The “Iron Curtain” • The Iron Curtain is a metaphor for the divide between democratic western Europe and communist eastern Europe. No actual curtain exists. This saying and the speech Winston Churchill made became a symbol for the break down in relations between the US/western Europe and the USSR/eastern Europe.
Containment • The US takes on the policy of containment or trying to block the Soviet influence elsewhere in the world.
Containment • Containment policies meant the US tried to create alliances with countries against the Soviet Union and tried to stop countries from becoming communist.
Truman Doctrine (March 12, 1947) • US President Harry Truman wanted to influence new/developing countries to not support communism.
Truman Doctrine • The Truman Doctrine was his plan stating that the United States would provide “support” to countries that were not communist or were resisting communism.
Marshall Plan (June 5, 1947) • Going along with the Truman Doctrine the Marshall Plan said the United States would provide food, machines, and other necessities for countries that were struggling after WW2.
Marshall Plan • Many people argued that while these plans wouldn’t support communism they could support dictators.
Divided Berlin • At the Yalta/Potsdam Conferences, it was decided that Germany would be divided into four occupied sections.
Divided Berlin • Berlin is in the Soviet sector of Germany. Even though Berlin is in eastern Germany, the city itself was divided into an eastern part under Soviet control and a western part under European/American control.

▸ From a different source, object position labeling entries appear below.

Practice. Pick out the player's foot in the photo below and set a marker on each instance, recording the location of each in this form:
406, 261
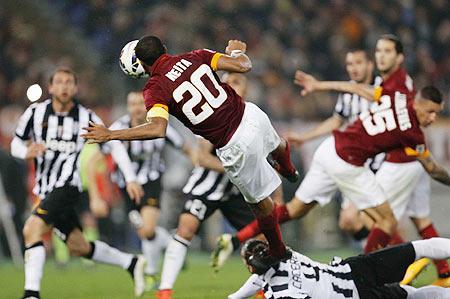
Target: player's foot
443, 281
259, 295
414, 269
224, 248
136, 269
151, 283
283, 164
31, 295
164, 294
262, 263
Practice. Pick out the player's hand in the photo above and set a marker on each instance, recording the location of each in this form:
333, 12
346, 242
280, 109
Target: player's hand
235, 44
308, 82
135, 192
35, 150
98, 207
96, 133
294, 138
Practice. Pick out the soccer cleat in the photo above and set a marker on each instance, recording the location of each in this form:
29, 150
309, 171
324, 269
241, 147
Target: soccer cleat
151, 283
283, 165
224, 248
137, 272
414, 269
164, 294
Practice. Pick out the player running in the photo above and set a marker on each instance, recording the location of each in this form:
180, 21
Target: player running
149, 165
372, 276
49, 133
187, 87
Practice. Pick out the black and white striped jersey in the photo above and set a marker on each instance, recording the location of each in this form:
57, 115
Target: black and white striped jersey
60, 132
302, 278
146, 155
209, 184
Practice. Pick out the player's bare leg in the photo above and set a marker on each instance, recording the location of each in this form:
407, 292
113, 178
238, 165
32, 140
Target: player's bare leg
426, 229
175, 255
153, 240
282, 161
384, 227
33, 231
101, 252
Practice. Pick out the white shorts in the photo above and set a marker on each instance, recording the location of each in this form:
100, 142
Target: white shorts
407, 187
328, 173
244, 157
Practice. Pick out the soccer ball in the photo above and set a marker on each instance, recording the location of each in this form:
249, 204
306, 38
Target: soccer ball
129, 63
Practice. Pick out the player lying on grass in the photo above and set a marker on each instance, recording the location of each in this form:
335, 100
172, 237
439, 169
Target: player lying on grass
372, 276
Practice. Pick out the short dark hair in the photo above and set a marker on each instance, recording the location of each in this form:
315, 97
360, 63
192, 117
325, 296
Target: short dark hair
431, 93
63, 70
394, 38
360, 49
149, 49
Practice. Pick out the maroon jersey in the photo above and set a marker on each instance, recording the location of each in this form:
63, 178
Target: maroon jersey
389, 124
399, 80
188, 87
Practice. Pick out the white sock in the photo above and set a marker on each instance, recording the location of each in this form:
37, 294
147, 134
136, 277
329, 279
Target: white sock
434, 248
428, 292
152, 249
173, 261
34, 266
104, 253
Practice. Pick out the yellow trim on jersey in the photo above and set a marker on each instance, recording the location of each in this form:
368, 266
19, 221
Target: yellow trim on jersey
413, 153
377, 93
214, 61
156, 111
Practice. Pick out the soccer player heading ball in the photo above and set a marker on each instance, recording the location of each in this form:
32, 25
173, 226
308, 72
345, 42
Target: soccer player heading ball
187, 87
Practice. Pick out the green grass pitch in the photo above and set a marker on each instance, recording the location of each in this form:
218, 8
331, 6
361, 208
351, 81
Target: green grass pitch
198, 281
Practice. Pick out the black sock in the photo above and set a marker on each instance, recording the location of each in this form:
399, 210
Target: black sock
91, 252
130, 268
29, 293
361, 234
236, 243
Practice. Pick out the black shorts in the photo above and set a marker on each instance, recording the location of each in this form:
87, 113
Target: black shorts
233, 208
377, 274
58, 209
151, 198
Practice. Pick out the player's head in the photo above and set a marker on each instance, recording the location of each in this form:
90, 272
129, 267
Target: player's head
148, 50
237, 81
253, 253
427, 105
388, 53
63, 85
359, 66
136, 105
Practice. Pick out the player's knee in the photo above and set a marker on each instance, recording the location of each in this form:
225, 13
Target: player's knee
146, 232
186, 232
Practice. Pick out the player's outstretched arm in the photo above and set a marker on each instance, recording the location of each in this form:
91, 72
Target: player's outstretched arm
311, 84
235, 61
437, 172
155, 128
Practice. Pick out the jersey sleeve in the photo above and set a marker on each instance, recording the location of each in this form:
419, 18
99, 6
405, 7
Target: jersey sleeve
25, 125
156, 102
208, 57
174, 138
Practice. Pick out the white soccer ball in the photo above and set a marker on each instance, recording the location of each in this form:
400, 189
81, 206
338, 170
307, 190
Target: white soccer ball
129, 63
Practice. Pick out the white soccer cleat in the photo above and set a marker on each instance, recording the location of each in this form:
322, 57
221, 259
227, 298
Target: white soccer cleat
139, 276
224, 248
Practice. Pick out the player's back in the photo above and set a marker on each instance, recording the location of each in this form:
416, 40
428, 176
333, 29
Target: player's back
189, 88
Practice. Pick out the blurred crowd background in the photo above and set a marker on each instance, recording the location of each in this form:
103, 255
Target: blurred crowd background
282, 36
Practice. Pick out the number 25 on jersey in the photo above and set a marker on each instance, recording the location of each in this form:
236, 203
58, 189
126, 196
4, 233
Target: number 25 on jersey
198, 90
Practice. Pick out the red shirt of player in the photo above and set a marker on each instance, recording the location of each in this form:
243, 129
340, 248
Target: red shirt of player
389, 124
189, 89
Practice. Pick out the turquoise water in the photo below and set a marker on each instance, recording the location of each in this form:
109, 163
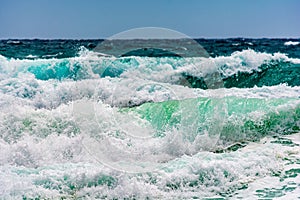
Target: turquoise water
75, 124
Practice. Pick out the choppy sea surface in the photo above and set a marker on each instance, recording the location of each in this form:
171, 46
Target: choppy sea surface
79, 123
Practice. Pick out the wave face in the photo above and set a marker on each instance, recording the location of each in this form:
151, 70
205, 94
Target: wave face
75, 123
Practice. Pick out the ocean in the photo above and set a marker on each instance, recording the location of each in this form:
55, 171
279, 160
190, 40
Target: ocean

Berlin Airlift • The US, Britain, and France decided they no longer needed to be occupying their zones of Germany and Berlin in 1948. They withdrew so Germany could unite. • The Soviet Union refused to withdraw from their zone. Since Berlin was in the Soviet zone and also divided, they cut off all supplies (food, water, and traffic) to the western part of Berlin.
Berlin Airlift • The Soviet Union hoped that this would make the other countries that had zones in Germany scared and reoccupy their zones. • The US and Britain countered the blockade by flying supplies into the western side of Berlin. The Soviets looked like fools and eventually lifted their blockade in May 1949.